Lincolnville’s Cora Tyson And The Reverend Martin Luther King Jr.

By Lucia Viti

Lincolnville — As we honor Reverend Martin Luther King Jr., one of the most influential Black leaders in American history, we celebrate the life of a Baptist minister, scholar, civil-rights activist, and Nobel Peace Prize winner.

Inspired by his Christian beliefs and the nonviolent activism of Mahatama Ghandi, Dr. King remained deeply committed to achieving social justice through non-violence. The visionary played a pivotal role in the Civil Rights Act of 1964 and the Voting Rights Act of 1965.

In 1968, on April 4-th after years of peaceful demonstrations, marches, sit-ins, wade-ins and stints in jail, Dr. King was assassinated while standing on the balcony of his hotel room at the Lorraine Hotel in Memphis, Tennessee. Many describe the event as the shot heard around the world. A life was severed as a legacy was born.

While Dr. King’s impact on race relations in the United States is well documented, little is known about the integral role St. Augustine played in the Civil Rights Movement and the signing of the Civil Rights Act.

Click here for Lucia Viti’s Podcast story on Dr. King, The St. Augustine Movement and an interview with Mrs. Cora Tyson. Dr. King’s friend who offered her home as a safe house while he stayed in St. Augustine.

In 1963, as America remained embedded in the Cold War while facing the onset of the Vietnam War, Lincolnville, St. Augustine’s residential Black community established by free slaves after the Civil War, became a target for the Klu Klux Klan following a peaceful sit in by Black students at the King Street Woolworth Lunch counter.

The event ignited The St. Augustine Movement, a wave of disorder and resistance that would not only defy the laws of Jim Crow, it would help to eventually destroy them. Led by Dr. Hayling, known as the father of the St. Augustine Movement, Blacks peacefully protested as the KKK viciously attacked. Violence consumed the city. Homes were destroyed by fire-bombings and gunfire. While observing a Klan rally, Dr. Hayling and three fellow activists were struck with chains and clubs and rescued within minutes of being lynched and burned. Despite his broken ribs, a maimed hand and the loss of 11 teeth, Dr. Hayling was fined for assault.

Black students, determined to swim in the waters of the white only beaches of Anastasia Island, were assaulted and forced into deeper currents by white segregationists; some so far out, they had to be rescued.

The tranquil coastal city had become an arena of aggression. Dr. Hayling called Dr. King to assist in taming the situation now out of control.

At the time, Dr. King was urging Congress to pass the Civil Rights Act. The law would not only prohibit discrimination based on race, religion, sex or natural origin, it would ban segregation in public places. Blacks would no longer be required to remain in areas designated for blacks only.

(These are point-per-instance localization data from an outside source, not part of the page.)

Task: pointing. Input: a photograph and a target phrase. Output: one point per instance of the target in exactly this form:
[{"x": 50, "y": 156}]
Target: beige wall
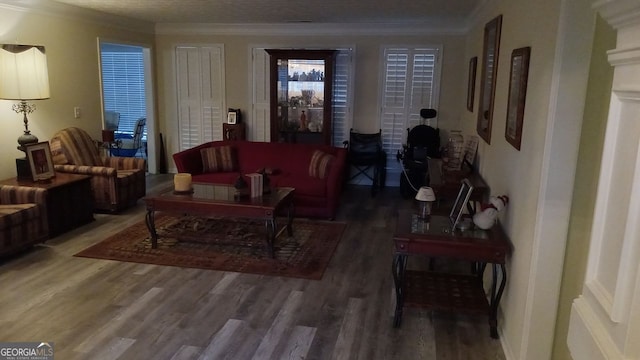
[
  {"x": 587, "y": 172},
  {"x": 72, "y": 57},
  {"x": 367, "y": 73}
]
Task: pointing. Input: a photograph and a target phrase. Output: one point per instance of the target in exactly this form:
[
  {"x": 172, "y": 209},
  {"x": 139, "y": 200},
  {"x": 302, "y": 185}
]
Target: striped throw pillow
[
  {"x": 218, "y": 159},
  {"x": 320, "y": 164}
]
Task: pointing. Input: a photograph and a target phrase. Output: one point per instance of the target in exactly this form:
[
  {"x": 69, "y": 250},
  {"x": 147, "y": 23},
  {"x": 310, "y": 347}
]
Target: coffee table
[{"x": 221, "y": 200}]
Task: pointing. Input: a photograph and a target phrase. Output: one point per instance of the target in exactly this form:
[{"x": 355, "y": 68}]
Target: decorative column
[{"x": 605, "y": 319}]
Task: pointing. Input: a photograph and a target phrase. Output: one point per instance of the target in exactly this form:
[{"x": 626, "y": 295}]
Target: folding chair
[{"x": 364, "y": 153}]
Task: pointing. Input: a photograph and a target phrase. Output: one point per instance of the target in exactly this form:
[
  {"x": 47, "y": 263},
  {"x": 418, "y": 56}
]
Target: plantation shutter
[
  {"x": 410, "y": 83},
  {"x": 260, "y": 129},
  {"x": 342, "y": 96},
  {"x": 123, "y": 86},
  {"x": 200, "y": 87}
]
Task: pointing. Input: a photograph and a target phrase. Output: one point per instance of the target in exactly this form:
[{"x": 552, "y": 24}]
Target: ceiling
[{"x": 286, "y": 11}]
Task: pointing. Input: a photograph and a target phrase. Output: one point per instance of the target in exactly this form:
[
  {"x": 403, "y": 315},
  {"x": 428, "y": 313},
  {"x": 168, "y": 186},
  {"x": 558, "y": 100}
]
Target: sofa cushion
[
  {"x": 319, "y": 164},
  {"x": 218, "y": 159}
]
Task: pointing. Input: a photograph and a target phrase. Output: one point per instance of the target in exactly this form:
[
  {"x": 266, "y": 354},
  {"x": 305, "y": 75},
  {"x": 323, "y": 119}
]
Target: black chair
[
  {"x": 364, "y": 152},
  {"x": 423, "y": 143}
]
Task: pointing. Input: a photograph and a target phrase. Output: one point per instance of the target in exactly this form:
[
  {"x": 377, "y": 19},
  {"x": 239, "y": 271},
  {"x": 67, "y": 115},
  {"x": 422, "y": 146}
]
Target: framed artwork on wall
[
  {"x": 517, "y": 95},
  {"x": 488, "y": 77},
  {"x": 471, "y": 85}
]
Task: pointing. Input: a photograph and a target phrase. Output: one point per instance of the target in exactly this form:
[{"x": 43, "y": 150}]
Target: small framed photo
[
  {"x": 471, "y": 82},
  {"x": 232, "y": 117},
  {"x": 517, "y": 95},
  {"x": 40, "y": 162}
]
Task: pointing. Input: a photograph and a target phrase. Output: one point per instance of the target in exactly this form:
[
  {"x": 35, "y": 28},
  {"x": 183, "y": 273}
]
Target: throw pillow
[
  {"x": 218, "y": 159},
  {"x": 320, "y": 164}
]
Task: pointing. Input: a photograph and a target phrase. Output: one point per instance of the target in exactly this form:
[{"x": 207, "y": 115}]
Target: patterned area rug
[{"x": 226, "y": 245}]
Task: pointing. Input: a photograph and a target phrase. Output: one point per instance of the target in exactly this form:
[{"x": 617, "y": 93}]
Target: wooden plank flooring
[{"x": 97, "y": 309}]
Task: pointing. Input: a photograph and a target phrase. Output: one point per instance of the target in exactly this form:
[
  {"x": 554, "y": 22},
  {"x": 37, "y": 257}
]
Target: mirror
[{"x": 488, "y": 78}]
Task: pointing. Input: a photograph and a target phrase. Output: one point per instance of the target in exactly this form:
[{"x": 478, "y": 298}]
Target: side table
[
  {"x": 455, "y": 292},
  {"x": 69, "y": 200}
]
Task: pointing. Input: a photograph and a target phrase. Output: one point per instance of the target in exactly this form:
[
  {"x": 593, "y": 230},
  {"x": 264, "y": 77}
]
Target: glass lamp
[
  {"x": 425, "y": 197},
  {"x": 24, "y": 76}
]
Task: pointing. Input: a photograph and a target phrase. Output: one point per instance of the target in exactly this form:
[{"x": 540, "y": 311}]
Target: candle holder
[{"x": 182, "y": 184}]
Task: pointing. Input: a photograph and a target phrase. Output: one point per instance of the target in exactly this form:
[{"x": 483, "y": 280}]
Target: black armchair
[{"x": 364, "y": 152}]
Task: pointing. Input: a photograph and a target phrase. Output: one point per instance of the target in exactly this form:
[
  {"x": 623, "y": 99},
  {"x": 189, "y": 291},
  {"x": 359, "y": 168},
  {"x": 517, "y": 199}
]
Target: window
[
  {"x": 410, "y": 83},
  {"x": 123, "y": 84},
  {"x": 200, "y": 86},
  {"x": 342, "y": 98}
]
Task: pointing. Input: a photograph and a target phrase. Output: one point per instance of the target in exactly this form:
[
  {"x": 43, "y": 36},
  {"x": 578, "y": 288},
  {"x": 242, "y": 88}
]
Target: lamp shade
[
  {"x": 23, "y": 72},
  {"x": 425, "y": 193}
]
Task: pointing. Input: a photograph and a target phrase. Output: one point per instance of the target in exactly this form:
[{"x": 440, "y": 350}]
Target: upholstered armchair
[
  {"x": 23, "y": 217},
  {"x": 116, "y": 182}
]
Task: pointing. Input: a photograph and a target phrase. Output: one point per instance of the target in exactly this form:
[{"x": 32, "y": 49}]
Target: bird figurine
[{"x": 486, "y": 217}]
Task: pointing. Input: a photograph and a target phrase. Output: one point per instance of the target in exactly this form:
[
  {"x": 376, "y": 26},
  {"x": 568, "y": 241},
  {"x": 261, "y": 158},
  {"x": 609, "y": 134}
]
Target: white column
[{"x": 605, "y": 319}]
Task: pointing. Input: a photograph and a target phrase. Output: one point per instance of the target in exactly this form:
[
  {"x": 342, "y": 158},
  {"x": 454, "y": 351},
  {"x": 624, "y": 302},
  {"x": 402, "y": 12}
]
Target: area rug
[{"x": 226, "y": 245}]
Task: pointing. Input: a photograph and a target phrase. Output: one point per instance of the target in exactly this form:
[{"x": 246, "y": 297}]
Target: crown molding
[
  {"x": 54, "y": 8},
  {"x": 619, "y": 13},
  {"x": 441, "y": 27}
]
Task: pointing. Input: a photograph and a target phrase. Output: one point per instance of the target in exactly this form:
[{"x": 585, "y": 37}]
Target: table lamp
[
  {"x": 23, "y": 76},
  {"x": 425, "y": 197}
]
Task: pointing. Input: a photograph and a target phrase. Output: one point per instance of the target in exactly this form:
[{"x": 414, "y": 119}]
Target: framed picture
[
  {"x": 40, "y": 162},
  {"x": 461, "y": 202},
  {"x": 233, "y": 116},
  {"x": 488, "y": 77},
  {"x": 517, "y": 95},
  {"x": 471, "y": 85}
]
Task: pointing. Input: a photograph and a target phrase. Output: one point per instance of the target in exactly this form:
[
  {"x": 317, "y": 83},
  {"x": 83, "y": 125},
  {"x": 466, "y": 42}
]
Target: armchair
[
  {"x": 116, "y": 182},
  {"x": 23, "y": 217}
]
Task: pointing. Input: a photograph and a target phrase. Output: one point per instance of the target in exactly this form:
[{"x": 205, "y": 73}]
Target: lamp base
[{"x": 23, "y": 169}]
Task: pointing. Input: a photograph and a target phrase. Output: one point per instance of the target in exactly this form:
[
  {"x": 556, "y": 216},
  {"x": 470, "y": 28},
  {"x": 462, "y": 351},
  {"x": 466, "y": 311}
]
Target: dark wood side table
[
  {"x": 455, "y": 292},
  {"x": 69, "y": 200}
]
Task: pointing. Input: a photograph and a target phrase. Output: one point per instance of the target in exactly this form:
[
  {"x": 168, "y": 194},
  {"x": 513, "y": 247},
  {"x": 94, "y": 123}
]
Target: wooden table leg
[
  {"x": 495, "y": 298},
  {"x": 271, "y": 227},
  {"x": 150, "y": 221},
  {"x": 398, "y": 269},
  {"x": 290, "y": 213}
]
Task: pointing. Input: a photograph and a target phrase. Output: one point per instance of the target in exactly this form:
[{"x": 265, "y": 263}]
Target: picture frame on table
[
  {"x": 40, "y": 161},
  {"x": 471, "y": 84},
  {"x": 233, "y": 116},
  {"x": 517, "y": 95}
]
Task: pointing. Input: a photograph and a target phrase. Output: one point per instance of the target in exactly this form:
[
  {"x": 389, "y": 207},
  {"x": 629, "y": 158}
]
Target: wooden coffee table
[{"x": 220, "y": 200}]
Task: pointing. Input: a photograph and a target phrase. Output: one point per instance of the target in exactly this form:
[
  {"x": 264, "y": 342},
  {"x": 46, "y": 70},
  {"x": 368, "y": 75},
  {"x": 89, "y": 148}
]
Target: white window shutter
[
  {"x": 410, "y": 83},
  {"x": 259, "y": 127},
  {"x": 200, "y": 80},
  {"x": 342, "y": 96}
]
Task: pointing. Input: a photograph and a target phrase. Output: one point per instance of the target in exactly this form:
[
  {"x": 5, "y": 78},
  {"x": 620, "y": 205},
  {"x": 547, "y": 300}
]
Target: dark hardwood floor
[{"x": 97, "y": 309}]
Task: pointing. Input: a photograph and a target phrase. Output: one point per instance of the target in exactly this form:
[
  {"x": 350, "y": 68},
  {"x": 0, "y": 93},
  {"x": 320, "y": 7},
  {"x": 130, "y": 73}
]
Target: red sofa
[{"x": 290, "y": 163}]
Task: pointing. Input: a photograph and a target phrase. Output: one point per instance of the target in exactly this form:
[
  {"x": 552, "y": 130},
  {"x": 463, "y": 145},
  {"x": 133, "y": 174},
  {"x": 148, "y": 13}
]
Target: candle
[{"x": 182, "y": 182}]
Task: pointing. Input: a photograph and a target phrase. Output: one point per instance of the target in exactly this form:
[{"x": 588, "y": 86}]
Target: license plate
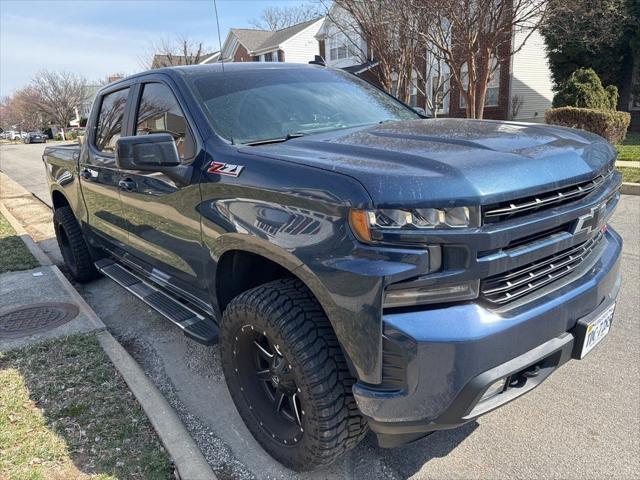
[{"x": 597, "y": 330}]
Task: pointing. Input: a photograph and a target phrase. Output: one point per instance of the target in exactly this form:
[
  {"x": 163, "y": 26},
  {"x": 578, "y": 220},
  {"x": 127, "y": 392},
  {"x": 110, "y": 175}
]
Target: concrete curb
[
  {"x": 183, "y": 450},
  {"x": 630, "y": 188},
  {"x": 32, "y": 246}
]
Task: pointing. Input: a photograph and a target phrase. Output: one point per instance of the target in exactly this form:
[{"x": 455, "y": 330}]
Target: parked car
[
  {"x": 361, "y": 266},
  {"x": 13, "y": 135},
  {"x": 35, "y": 137}
]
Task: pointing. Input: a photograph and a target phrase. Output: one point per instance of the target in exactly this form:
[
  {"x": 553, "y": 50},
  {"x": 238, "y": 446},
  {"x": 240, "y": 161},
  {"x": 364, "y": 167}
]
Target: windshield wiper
[{"x": 265, "y": 141}]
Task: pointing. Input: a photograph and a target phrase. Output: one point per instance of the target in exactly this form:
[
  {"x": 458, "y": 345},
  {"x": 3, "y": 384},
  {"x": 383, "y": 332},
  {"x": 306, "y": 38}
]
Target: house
[
  {"x": 295, "y": 44},
  {"x": 520, "y": 88}
]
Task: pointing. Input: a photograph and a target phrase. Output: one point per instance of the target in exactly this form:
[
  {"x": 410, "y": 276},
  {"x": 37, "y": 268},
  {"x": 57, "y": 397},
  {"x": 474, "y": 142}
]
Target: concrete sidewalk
[
  {"x": 40, "y": 304},
  {"x": 45, "y": 295}
]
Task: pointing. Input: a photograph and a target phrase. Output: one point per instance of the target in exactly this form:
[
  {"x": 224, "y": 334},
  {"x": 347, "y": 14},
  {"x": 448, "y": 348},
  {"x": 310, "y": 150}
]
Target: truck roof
[{"x": 215, "y": 68}]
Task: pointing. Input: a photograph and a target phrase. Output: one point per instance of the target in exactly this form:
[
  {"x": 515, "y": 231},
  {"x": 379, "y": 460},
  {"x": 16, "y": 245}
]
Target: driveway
[{"x": 581, "y": 423}]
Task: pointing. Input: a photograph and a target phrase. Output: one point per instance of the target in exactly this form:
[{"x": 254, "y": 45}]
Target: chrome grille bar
[
  {"x": 506, "y": 210},
  {"x": 508, "y": 286}
]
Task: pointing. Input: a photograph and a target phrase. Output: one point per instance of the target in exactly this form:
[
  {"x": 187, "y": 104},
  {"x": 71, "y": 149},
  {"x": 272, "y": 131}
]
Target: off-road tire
[
  {"x": 73, "y": 246},
  {"x": 286, "y": 311}
]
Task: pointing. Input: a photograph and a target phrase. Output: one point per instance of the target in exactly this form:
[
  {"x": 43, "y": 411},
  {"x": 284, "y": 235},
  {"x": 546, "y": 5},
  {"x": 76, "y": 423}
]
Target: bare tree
[
  {"x": 277, "y": 18},
  {"x": 474, "y": 37},
  {"x": 172, "y": 52},
  {"x": 589, "y": 24},
  {"x": 56, "y": 95},
  {"x": 390, "y": 30}
]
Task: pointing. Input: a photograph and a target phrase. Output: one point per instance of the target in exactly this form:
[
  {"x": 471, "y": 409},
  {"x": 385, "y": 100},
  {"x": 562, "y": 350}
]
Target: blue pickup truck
[{"x": 361, "y": 266}]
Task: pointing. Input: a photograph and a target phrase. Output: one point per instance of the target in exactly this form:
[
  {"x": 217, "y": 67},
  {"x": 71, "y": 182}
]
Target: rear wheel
[
  {"x": 288, "y": 377},
  {"x": 73, "y": 247}
]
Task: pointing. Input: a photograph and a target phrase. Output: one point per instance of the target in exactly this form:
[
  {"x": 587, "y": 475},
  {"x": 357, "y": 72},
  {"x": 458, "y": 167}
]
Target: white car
[{"x": 13, "y": 135}]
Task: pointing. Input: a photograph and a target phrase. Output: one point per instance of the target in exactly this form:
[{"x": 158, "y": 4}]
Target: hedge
[{"x": 609, "y": 124}]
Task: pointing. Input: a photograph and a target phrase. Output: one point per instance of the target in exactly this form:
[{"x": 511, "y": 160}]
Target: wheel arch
[{"x": 59, "y": 199}]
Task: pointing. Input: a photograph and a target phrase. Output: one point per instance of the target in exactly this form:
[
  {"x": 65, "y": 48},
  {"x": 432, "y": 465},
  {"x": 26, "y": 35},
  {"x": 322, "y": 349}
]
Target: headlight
[{"x": 365, "y": 223}]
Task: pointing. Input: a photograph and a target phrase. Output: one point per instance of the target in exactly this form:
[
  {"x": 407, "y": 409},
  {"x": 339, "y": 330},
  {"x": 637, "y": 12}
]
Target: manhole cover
[{"x": 39, "y": 317}]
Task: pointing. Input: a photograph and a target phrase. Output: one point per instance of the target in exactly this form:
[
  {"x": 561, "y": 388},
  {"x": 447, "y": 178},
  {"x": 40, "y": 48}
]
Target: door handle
[{"x": 127, "y": 184}]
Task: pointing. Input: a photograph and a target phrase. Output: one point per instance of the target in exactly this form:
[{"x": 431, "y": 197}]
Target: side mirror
[
  {"x": 420, "y": 111},
  {"x": 153, "y": 152}
]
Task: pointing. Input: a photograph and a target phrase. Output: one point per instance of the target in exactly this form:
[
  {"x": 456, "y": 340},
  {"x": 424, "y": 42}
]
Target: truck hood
[{"x": 439, "y": 162}]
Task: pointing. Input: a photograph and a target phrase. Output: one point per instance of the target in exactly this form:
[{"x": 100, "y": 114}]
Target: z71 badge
[{"x": 225, "y": 169}]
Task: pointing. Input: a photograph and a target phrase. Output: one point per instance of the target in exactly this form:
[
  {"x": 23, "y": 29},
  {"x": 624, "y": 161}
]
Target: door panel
[
  {"x": 99, "y": 176},
  {"x": 161, "y": 212}
]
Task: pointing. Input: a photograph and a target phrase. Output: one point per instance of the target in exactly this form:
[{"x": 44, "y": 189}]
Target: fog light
[
  {"x": 494, "y": 389},
  {"x": 398, "y": 297}
]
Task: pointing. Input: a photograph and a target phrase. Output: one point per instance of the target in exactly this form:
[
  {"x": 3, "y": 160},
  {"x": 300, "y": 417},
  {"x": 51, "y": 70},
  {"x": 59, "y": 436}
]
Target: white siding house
[
  {"x": 531, "y": 82},
  {"x": 295, "y": 44},
  {"x": 303, "y": 46},
  {"x": 344, "y": 45}
]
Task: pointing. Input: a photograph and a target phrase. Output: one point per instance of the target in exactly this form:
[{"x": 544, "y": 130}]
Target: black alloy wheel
[
  {"x": 288, "y": 376},
  {"x": 269, "y": 385}
]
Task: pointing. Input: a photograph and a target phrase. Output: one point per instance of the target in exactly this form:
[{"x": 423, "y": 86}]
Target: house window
[
  {"x": 341, "y": 47},
  {"x": 492, "y": 97}
]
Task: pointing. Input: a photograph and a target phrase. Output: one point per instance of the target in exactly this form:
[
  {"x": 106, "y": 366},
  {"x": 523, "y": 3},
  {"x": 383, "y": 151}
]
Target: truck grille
[
  {"x": 503, "y": 288},
  {"x": 523, "y": 206}
]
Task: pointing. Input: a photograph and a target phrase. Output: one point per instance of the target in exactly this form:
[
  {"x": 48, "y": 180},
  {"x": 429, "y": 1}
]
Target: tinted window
[
  {"x": 110, "y": 120},
  {"x": 253, "y": 105},
  {"x": 159, "y": 112}
]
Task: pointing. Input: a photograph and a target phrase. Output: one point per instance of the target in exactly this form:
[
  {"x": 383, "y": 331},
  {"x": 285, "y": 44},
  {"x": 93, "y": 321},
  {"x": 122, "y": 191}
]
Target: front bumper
[{"x": 453, "y": 354}]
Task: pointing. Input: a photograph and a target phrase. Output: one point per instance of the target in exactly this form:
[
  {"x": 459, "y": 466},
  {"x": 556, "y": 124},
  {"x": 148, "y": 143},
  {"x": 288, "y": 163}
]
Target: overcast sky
[{"x": 95, "y": 38}]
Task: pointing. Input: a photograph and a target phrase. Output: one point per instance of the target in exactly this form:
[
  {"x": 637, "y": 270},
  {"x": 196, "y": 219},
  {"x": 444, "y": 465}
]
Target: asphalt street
[
  {"x": 24, "y": 164},
  {"x": 582, "y": 423}
]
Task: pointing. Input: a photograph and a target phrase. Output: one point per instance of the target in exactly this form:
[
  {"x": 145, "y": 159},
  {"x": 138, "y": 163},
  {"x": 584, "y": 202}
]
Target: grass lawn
[
  {"x": 13, "y": 253},
  {"x": 65, "y": 413},
  {"x": 629, "y": 149},
  {"x": 630, "y": 174}
]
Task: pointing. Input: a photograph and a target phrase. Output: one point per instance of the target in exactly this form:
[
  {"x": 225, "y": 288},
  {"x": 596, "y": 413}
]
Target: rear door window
[{"x": 110, "y": 120}]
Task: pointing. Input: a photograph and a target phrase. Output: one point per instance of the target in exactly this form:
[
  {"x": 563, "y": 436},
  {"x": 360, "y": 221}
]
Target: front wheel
[
  {"x": 73, "y": 247},
  {"x": 288, "y": 377}
]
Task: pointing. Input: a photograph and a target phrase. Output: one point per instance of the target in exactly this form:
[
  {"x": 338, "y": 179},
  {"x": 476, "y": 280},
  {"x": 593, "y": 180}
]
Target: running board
[{"x": 193, "y": 325}]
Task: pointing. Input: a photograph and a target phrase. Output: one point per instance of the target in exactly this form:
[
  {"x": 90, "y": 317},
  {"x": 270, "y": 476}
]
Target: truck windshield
[{"x": 260, "y": 105}]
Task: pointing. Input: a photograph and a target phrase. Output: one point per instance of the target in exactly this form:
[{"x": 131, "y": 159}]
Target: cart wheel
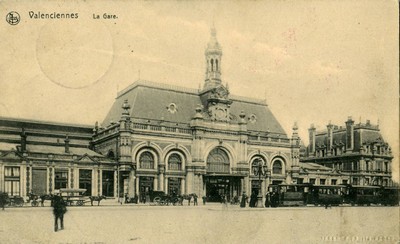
[{"x": 157, "y": 200}]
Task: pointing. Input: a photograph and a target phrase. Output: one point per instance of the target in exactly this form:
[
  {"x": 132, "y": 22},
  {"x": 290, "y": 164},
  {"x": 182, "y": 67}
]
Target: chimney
[
  {"x": 66, "y": 144},
  {"x": 311, "y": 133},
  {"x": 23, "y": 140},
  {"x": 350, "y": 133},
  {"x": 330, "y": 138}
]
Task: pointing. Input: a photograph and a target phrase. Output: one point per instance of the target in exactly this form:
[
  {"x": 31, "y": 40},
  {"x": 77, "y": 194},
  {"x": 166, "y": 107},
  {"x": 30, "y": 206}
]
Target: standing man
[
  {"x": 3, "y": 199},
  {"x": 243, "y": 200},
  {"x": 59, "y": 209},
  {"x": 195, "y": 200},
  {"x": 204, "y": 200}
]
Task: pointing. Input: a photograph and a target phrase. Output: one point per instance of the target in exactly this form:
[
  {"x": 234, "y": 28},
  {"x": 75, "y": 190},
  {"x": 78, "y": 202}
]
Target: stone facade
[
  {"x": 357, "y": 152},
  {"x": 39, "y": 157},
  {"x": 206, "y": 141}
]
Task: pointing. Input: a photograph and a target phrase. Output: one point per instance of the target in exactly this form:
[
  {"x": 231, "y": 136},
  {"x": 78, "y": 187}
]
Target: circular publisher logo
[{"x": 13, "y": 18}]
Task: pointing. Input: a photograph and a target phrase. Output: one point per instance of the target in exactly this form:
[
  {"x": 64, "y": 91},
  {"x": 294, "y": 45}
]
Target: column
[
  {"x": 155, "y": 184},
  {"x": 137, "y": 185},
  {"x": 1, "y": 176},
  {"x": 116, "y": 183},
  {"x": 100, "y": 182},
  {"x": 183, "y": 182},
  {"x": 247, "y": 185},
  {"x": 76, "y": 176},
  {"x": 94, "y": 181},
  {"x": 161, "y": 183},
  {"x": 166, "y": 184},
  {"x": 131, "y": 184},
  {"x": 189, "y": 182},
  {"x": 263, "y": 192},
  {"x": 200, "y": 183},
  {"x": 70, "y": 177},
  {"x": 22, "y": 180}
]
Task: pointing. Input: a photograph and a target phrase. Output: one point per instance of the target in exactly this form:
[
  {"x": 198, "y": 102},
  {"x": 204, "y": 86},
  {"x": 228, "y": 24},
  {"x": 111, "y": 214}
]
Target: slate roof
[
  {"x": 61, "y": 150},
  {"x": 314, "y": 167},
  {"x": 149, "y": 100}
]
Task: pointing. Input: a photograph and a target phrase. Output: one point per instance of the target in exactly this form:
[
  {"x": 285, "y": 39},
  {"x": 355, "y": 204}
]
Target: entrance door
[
  {"x": 108, "y": 183},
  {"x": 145, "y": 188},
  {"x": 174, "y": 186},
  {"x": 219, "y": 186},
  {"x": 39, "y": 181},
  {"x": 85, "y": 181}
]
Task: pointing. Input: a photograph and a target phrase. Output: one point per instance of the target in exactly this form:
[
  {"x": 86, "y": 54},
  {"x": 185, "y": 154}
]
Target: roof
[
  {"x": 149, "y": 100},
  {"x": 314, "y": 166},
  {"x": 61, "y": 150}
]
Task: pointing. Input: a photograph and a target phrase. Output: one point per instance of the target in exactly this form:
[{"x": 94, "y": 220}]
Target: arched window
[
  {"x": 255, "y": 165},
  {"x": 218, "y": 161},
  {"x": 146, "y": 160},
  {"x": 110, "y": 154},
  {"x": 277, "y": 167},
  {"x": 174, "y": 162}
]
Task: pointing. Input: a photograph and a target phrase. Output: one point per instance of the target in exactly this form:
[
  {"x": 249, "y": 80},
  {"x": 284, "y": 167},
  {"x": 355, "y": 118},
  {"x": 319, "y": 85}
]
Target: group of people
[{"x": 271, "y": 200}]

As the bill languished in a Senate filibuster, Dr. King summoned the Southern Christian Leadership Conference to descend with him on St. Augustine to publicly showcase the city’s rabid segregation policies. As Dr. King and local leaders gathered Lincolnville residents to peacefully march and participate in sit-ins and wade-ins, white activists continued to retaliate.

Dr. King was then arrested as he attempted to eat at a St. Augustine bay front restaurant in the Monson Motor Lodge. Designated for whites only, he was charged with trespassing. His incarceration fueled students to protest. And indeed they did. This time however, the repercussions for their actions would spark a public outrage.

On June 18th, 1964, during a wade-in at the Monson Motor Lodge, James Brock, the motel’s manager was photographed pouring two jugs of muriatic acid - undiluted hydrochloric acid - into the pool to force the protestors out.

Although no one was hurt, the images triggered a national outcry, including one from then President, Lyndon B. Johnson. As Augustine’s drama unfolded center stage, the US Senate, no longer able to feign ignorance, ended its 83-day filibuster and signed the Civil Rights Act into law two weeks later.

While in St. Augustine, Dr. King was sheltered in Lincolnville safe houses. 81 Bridge Street, the home of John and Cora Tyson not only served as a safe house, it became Dr. King’s headquarters.

Cora Tyson, now 98, still lives in that home. A home she shared with her husband and son. A home filled with memories of front porch conversations with Dr. King and his entourage of leaders as they sipped ginger-ale laced ice tea.